Back home in Sweden, they’d probably name a fiord after her. Here, she’s mostly a sporting afterthought.
There is a chance, however, that this might change, and it’s all because of the rivalry thing. The reason is simple. As good as Webb was last year when she won seven times, she needed a foil, a protagonist, a foe, someone for comparison’s sake.
Sorenstam might have filled that need, but she fell way short in the majors department. Until Sunday at Mission Hills, Sorenstam hadn’t won a major in five years and Webb had won three of the last five.
Now, Sorenstam has replaced Webb as the undisputed best player in women’s golf, which means it’s up to Webb to run down Sorenstam and get that title back.
Webb could do something really cool to rile up Sorenstam. Maybe tie her shoelaces together or tape a Pop Tart to her three-wood.

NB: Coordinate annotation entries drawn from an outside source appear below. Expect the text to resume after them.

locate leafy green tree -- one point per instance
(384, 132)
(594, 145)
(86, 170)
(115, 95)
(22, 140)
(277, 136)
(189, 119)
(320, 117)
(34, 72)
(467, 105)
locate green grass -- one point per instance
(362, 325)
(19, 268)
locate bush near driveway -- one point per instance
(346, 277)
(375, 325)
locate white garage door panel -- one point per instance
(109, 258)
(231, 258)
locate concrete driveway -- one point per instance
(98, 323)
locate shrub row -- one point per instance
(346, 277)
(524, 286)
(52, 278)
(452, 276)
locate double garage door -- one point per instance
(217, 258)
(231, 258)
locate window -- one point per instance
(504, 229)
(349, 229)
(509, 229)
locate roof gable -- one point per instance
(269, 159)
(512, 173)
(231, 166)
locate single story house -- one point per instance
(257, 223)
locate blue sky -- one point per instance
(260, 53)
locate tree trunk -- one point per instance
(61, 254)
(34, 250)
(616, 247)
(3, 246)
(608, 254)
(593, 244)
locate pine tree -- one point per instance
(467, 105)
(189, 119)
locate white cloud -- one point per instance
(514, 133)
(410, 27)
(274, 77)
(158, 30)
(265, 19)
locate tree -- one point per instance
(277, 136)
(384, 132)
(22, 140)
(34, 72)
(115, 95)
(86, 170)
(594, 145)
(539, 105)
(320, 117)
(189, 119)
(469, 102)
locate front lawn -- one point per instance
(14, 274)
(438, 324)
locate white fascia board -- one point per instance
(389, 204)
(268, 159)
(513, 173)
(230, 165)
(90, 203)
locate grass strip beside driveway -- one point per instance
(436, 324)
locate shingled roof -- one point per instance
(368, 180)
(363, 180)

Hey, there aren’t any rules in this thing. At the same time, it is true that playing the rivalry game can be a little tricky, especially in golf.
This isn’t tennis, when you have players going head to head against each other. You just don’t see that often in golf, unless they are paired on the last day.
It’s also helpful for rivals to have interesting personalities. Say what you will about Woods, he has some snap. Webb and Sorenstam are certainly pleasant, but the next time they say something with some fizz in it will be the first.
Sorenstam and Webb must have personalities, we just don’t see them. The LPGA has one funny promotional spot it ran during the weekend on ABC, showing Webb and Sorenstam playing pranks on each other, but it was at least 2 years old.
They must have said something funny since then, or maybe they were just waiting for Sorenstam to win another major.
Of course, it’s just possible that not even a renewed rivalry between the two greatest players in women’s golf is enough. There have been suggestions that the LPGA market its sex appeal the way it did years ago with Jan Stephenson, among others. So who is the one who came up with this new marketing idea? Stephenson, of course.
It worked once, but then so did the rivalry scheme, which is a clear winner in golf marketing. On the men’s side, golf has given us such classic battles as Hogan-Nelson, Palmer-Nicklaus, Nicklaus-Watson and to a degree, even Woods-Duval.
How well Sorenstam-Webb plays remains to be seen, but at least it’s an idea. Now, you mix in somebody like Se Ri Pak and maybe they have something to work on at LPGA headquarters. It could work. And it’s probably a whole lot easier than having to wait for another 59 to get somebody’s attention.